Vaccinieae is a morphologically diverse and species-rich (~1440 species) tribe in Ericaceae, itself a clade of ~4600 species. Although the majority of diversity is tropical, Vaccinieae are best known for temperate crops (i.e., blueberries, cranberries, huckleberries, lingonberries) in Vaccinium. Vaccinium itself (~500 species) has been previously suggested as highly polyphyletic, and taxonomic boundaries among many of the other genera in the tribe remain uncertain. We assessed the evolutionary history of Vaccinieae with phylogenomic analyses based on a target-enrichment dataset containing 353 low-copy nuclear gene regions and over 200 taxa representing 30 of the 34 genera in the tribe, and 25 of the 29 sections of Vaccinium. A plastome dataset for a subset of these taxa was additionally constructed. We conducted time-calibrated biogeographic analyses and diversification analyses to explore the area of origin and global dispersal history of the tribe. The analysis recovered a temperate North American origin for Vaccinieae approximately 30 million years ago. Tropical diversity of Vaccinieae was inferred to result from multiple, independent movements into the tropics from north-temperate ancestors. Diversification rate increases corresponded to radiation into the Andes and SE Asia. The pseudo-10-locular ovary evolved once in the tribe from the five-locular state, coinciding with the diversification of a major clade that includes most Asian Vaccinium and the group from which commercial blueberries are derived (V. sect. Cyanococcus). A reconstruction from available chromosome counts suggests that a major polyploid event predated the evolution of nearly half the diversity of Vaccinieae. The extent of polyphyly in Vaccinium documented here supports the need for a generic reclassification of the tribe.
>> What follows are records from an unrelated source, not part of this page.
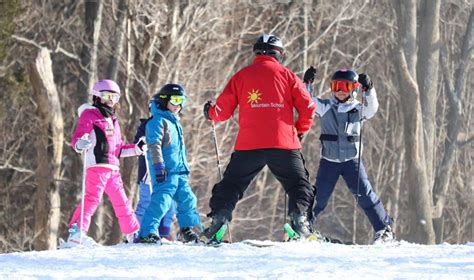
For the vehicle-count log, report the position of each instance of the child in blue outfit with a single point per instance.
(145, 188)
(341, 119)
(169, 170)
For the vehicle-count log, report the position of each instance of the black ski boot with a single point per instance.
(384, 236)
(187, 235)
(150, 239)
(215, 232)
(300, 224)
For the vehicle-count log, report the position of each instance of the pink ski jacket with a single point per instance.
(104, 133)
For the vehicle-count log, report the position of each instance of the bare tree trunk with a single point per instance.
(427, 76)
(122, 15)
(454, 92)
(93, 21)
(420, 225)
(47, 206)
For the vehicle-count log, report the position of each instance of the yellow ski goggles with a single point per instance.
(110, 95)
(178, 100)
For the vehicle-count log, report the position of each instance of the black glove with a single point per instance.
(365, 81)
(141, 143)
(301, 136)
(206, 109)
(309, 75)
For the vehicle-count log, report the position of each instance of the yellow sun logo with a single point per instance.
(254, 96)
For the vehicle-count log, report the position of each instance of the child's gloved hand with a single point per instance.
(160, 172)
(365, 81)
(83, 144)
(205, 109)
(140, 146)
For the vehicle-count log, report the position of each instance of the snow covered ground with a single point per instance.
(297, 260)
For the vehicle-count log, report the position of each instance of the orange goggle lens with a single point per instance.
(177, 100)
(109, 95)
(344, 86)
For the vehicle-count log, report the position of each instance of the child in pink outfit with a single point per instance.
(98, 135)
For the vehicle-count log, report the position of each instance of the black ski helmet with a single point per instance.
(350, 76)
(268, 44)
(162, 97)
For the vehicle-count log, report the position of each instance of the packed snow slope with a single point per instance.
(294, 260)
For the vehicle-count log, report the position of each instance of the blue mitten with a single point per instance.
(160, 172)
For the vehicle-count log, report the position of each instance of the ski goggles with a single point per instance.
(178, 100)
(110, 95)
(345, 86)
DNA sequence data were derived from three sources. The DNA of most samples was extracted from herbarium specimens with the SLIMS method, a system connecting sampling and wet lab methodology (Folk et al., 2021). Specimens were sampled from the following herbaria (acronyms as in Thiers, updated continuously): FLAS, K, MICH, MO, and NY. Some DNAs (those from PWF) were from silica gel-dried leaf material. The DNA of these samples was extracted with DNeasy®. We quantified DNA amounts of these samples using a Qubit 2.0 fluorometer (Invitrogen, Carlsbad, California, USA) with the Qubit dsDNA Broad Range Assay Kit as per manufacturer recommendations. Finally, some sequence data were downloaded from the Kew DNA Bank.

Library preparation and target capture were performed at Rapid Genomics (Gainesville, FL, USA) with the Angiosperms353 v1 target capture kit (Johnson et al., 2019) to obtain 353 putatively single-copy nuclear loci from each sample. DNA sequencing was conducted on Illumina sequencing machines (Illumina, San Diego, California, USA) predominantly with 2x150-base pair (bp) chemistry, or occasionally 2x250-bp. Additionally, a plastome dataset was assembled from genome-skimming reads from non-enriched libraries.

For the nuclear loci, raw sequence data were filtered and adapters removed with Cutadapt v2.6 (Martin, 2011) and FastQC v.0.11.9 (Andrews, 2010), with a phred quality score cutoff of 20 (-q 20). Reads were assembled with HybPiper v1.3.1 (Johnson et al., 2016) under default settings. In addition to the standard Angiosperms353 targets, we included available Ericales sequences in the target reference file using the mega353 approach (McLay et al., 2021). Resulting supercontig sequences (introns and exons) were used for subsequent analyses. Putative paralogs were flagged with the paralog_investigator.py script in HybPiper. All flagged loci were removed from the dataset.

For the plastome dataset, we constructed a target file from available Ericales sequences for 79 protein-coding plastid loci as reference. HybPiper was run as above to extract and assemble the dataset.

Individual gene alignments (371 initial samples), a concatenated alignment for the nuclear data, and a concatenated single alignment for the plastome data were constructed with MAFFT v7.245 (Katoh et al., 2013). To reduce potential issues with missing data and poorly aligned regions, we removed columns from the individual gene alignments containing > 50% missing data and samples containing > 90% missing data in the concatenated datasets. These quality filtering steps resulted in a final nuclear dataset of 260 samples and 122 samples in the plastome dataset (Supplementary Table S2).